When he has been healthy, though, Greg Bird has hit. It’s all he’s done. After the doctors finally found what was wrong with Bird, and he healed properly, Bird came back last year and gave the Yankees a much needed boost at first base. For the second half, Bird came back and slashed .253/.316/.575 with eight home runs, which was good for a 128 wRC+ (132 OPS+). He continued that success in the postseason slashing .244/.426/.512 with three home runs, highlighted by this:

Feel free to watch that 100 more times before you continue reading, I know I did before I kept writing.

So what’s wrong with Bird this spring? Why is he only hitting .159/.275/.250? Is he hurt or is he just simply not ready? It’s easy to rule out injury. It’s only spring training, so if something was wrong it’s not like he’d be unnecessarily pushing himself, and the team wouldn’t either. Plus his tone is completely different from last year when there was clearly something bothering him.

But a bad right ankle – which he injured when he fouled a ball off it at the end of spring training hasn’t helped. Bird’s foot was wrapped with ice as he spoke after Monday’s game, and he said it’s “slowly getting better.”

“I don’t make those decisions,” Bird said. “I’ve been open in communication with them and what I’m feeling. I don’t really know.
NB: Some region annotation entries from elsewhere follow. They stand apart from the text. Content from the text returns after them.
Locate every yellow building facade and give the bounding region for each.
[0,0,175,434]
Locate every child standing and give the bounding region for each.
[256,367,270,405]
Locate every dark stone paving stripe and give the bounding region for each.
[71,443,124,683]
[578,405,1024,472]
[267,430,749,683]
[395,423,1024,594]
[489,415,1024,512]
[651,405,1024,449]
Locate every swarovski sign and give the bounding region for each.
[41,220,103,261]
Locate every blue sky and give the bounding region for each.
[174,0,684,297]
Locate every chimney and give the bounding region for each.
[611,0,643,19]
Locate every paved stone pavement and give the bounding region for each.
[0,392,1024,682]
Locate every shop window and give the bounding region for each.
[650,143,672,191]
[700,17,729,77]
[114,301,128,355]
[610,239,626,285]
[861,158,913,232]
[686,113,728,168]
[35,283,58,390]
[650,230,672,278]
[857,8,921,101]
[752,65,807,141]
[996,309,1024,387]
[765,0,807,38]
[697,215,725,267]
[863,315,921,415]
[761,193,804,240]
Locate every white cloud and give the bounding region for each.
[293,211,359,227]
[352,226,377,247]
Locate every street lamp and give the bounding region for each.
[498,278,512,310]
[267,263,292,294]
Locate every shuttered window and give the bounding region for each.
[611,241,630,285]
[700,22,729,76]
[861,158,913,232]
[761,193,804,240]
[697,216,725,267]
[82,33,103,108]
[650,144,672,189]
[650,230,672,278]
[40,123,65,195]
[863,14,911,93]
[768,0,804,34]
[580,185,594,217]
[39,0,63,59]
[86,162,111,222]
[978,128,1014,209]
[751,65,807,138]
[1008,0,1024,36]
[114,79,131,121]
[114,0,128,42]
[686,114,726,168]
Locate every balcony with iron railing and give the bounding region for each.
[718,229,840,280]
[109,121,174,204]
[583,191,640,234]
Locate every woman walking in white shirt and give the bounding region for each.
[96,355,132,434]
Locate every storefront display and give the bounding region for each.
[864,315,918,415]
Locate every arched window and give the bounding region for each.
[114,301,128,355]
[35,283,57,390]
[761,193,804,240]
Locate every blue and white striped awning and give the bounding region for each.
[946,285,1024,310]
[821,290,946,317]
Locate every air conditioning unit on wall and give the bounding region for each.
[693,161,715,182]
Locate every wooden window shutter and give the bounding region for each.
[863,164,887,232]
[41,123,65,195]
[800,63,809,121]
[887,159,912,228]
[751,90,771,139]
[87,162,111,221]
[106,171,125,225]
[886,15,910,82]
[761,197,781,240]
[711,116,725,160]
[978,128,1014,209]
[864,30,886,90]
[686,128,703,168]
Right now I’m playing. I’m going out there and giving it my all. That’s kind of all I can do.”

Compare that to what he’s saying now.

“I’m on track,” said Bird, whose average sunk to .159 with an 0-for-3 showing Tuesday in the Yankees’ 8-3 loss to the Detroit Tigers. “I have one goal. It’s to get ready for Opening Day, and I feel like I’m in a great place. So far, I’m right where I want to be.”
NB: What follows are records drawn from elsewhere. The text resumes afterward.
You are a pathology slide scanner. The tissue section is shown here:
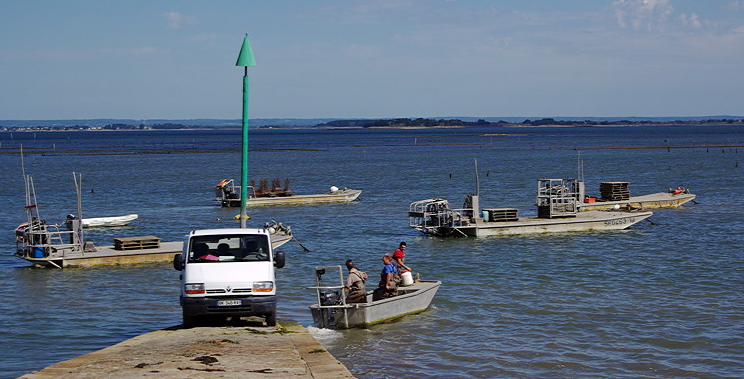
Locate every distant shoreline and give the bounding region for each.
[0,120,744,133]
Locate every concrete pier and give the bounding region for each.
[20,322,354,379]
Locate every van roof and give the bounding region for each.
[190,228,269,236]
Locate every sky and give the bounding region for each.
[0,0,744,120]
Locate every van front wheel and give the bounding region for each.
[266,312,276,326]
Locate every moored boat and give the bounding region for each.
[65,213,139,228]
[408,179,653,237]
[215,179,362,207]
[15,176,293,268]
[308,266,442,329]
[578,182,695,212]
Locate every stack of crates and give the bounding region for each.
[599,182,630,201]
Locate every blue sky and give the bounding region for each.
[0,0,744,119]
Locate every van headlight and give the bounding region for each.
[253,282,274,292]
[183,283,205,295]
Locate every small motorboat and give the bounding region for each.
[308,266,442,329]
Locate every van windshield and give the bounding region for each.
[188,235,270,263]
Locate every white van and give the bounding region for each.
[173,228,284,327]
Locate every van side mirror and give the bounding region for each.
[173,254,183,271]
[274,251,284,268]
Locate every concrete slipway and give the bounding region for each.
[20,322,354,379]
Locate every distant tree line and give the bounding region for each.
[0,117,744,131]
[315,118,744,128]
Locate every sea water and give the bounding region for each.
[0,126,744,378]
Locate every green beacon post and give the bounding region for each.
[235,33,256,228]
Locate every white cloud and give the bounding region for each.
[163,12,194,29]
[679,13,702,29]
[728,0,744,11]
[612,0,674,31]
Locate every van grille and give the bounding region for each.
[206,288,253,295]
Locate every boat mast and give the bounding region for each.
[473,158,480,196]
[72,171,84,246]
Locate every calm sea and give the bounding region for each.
[0,126,744,378]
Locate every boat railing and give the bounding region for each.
[17,223,83,259]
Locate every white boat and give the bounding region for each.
[308,266,442,329]
[408,179,653,237]
[15,176,293,268]
[65,213,139,228]
[215,179,362,207]
[578,188,695,212]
“I’m seeing the ball,” he said. “I’ve been seeing it good. I just need to get my timing down.”

There’s a very obvious difference in his tone. If it’s May or June and he’s still hitting like this, it’s one thing, but there’s still one week until Opening Day. That’s his goal and there’s no rush. If he’s still working on his swing, that’s fine. This is exactly when he’s supposed to be working on that.
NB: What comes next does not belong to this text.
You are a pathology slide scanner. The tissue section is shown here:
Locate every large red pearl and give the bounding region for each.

To his point, It’d be one thing if he looked lost at the plate and was just swinging at everything. Bird’s pitch recognition and discipline have been just fine. Even Aaron Boone agrees.

“He just hasn’t got going swinging it yet, but I’ve been happy with his strike-zone discipline and I just think it’s a matter of time before he really gets going,” Boone said. “He clipped that ball the other day (for a homer). I thought he had one good swing (against Detroit).

It’s easy to look at Bird’s numbers and start to worry. But his overall body of work should also speak for itself. Greg Bird is a talented hitter, one that Brian Cashman once referred to as the “best hitter” in the system. Don’t hit the panic button just yet. Greg Bird will be fine.